OLD NEWS: 100 years ago in Little Rock, baseball halted patriotically

Norman “Kid” Elberfeld is shown in action with the Brooklyn Dodgers in 1914. The Tabasco Kid wore a whalebone patch on his right shin because he was frequently spiked while turning the double play.
Norman “Kid” Elberfeld is shown in action with the Brooklyn Dodgers in 1914. The Tabasco Kid wore a whalebone patch on his right shin because he was frequently spiked while turning the double play.

World War I cut short the 1918 season of Little Rock's minor league baseball team, the Arkansas Travelers.

Their season ended while they were second in the Southern Association, only 7 1/2 games behind the New Orleans Pelicans and with a possible (but unlikely) path to the pennant. They'd led the league in runs and home runs. Two players' batting averages topped .300.

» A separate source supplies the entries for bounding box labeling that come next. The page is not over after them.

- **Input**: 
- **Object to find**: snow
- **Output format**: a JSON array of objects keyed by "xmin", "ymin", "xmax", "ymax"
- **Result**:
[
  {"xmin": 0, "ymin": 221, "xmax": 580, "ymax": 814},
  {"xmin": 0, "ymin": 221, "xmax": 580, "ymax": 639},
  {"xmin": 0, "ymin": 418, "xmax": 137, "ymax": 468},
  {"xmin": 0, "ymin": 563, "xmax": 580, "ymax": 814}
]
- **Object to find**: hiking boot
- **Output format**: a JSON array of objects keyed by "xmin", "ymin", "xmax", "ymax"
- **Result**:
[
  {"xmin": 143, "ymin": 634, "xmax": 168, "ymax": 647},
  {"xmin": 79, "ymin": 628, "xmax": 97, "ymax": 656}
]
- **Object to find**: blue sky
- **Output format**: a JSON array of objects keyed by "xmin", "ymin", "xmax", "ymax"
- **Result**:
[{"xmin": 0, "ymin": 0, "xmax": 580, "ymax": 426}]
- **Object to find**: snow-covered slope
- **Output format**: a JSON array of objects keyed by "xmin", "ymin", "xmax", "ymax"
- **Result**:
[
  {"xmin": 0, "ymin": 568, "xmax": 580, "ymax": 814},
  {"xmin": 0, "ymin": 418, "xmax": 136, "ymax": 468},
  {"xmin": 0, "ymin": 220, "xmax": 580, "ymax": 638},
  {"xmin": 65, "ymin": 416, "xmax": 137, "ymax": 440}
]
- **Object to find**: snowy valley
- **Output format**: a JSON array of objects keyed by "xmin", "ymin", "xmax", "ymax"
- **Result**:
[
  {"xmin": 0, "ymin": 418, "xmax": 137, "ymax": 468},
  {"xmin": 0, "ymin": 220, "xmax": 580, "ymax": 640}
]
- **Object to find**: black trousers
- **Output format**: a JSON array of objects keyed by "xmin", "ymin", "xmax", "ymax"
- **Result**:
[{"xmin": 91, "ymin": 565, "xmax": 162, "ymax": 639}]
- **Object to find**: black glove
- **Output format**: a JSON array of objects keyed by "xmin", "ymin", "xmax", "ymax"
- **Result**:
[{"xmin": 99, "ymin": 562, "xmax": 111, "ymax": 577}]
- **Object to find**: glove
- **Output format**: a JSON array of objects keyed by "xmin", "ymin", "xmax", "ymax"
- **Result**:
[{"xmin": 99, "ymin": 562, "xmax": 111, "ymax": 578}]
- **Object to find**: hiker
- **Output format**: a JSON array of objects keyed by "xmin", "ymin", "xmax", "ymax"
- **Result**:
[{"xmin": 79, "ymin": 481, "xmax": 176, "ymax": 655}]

Some fans were sad and some teams resisted. But the directors of the league -- the Southern Association of Professional Baseball Clubs -- decided at Birmingham, Ala., that they were too patriotic not to suspend operations June 28. The Arkansas Democrat reported:

Lack of interest and the increased cost of transportation together with the government's Work or Fight order were given as the reasons for closing.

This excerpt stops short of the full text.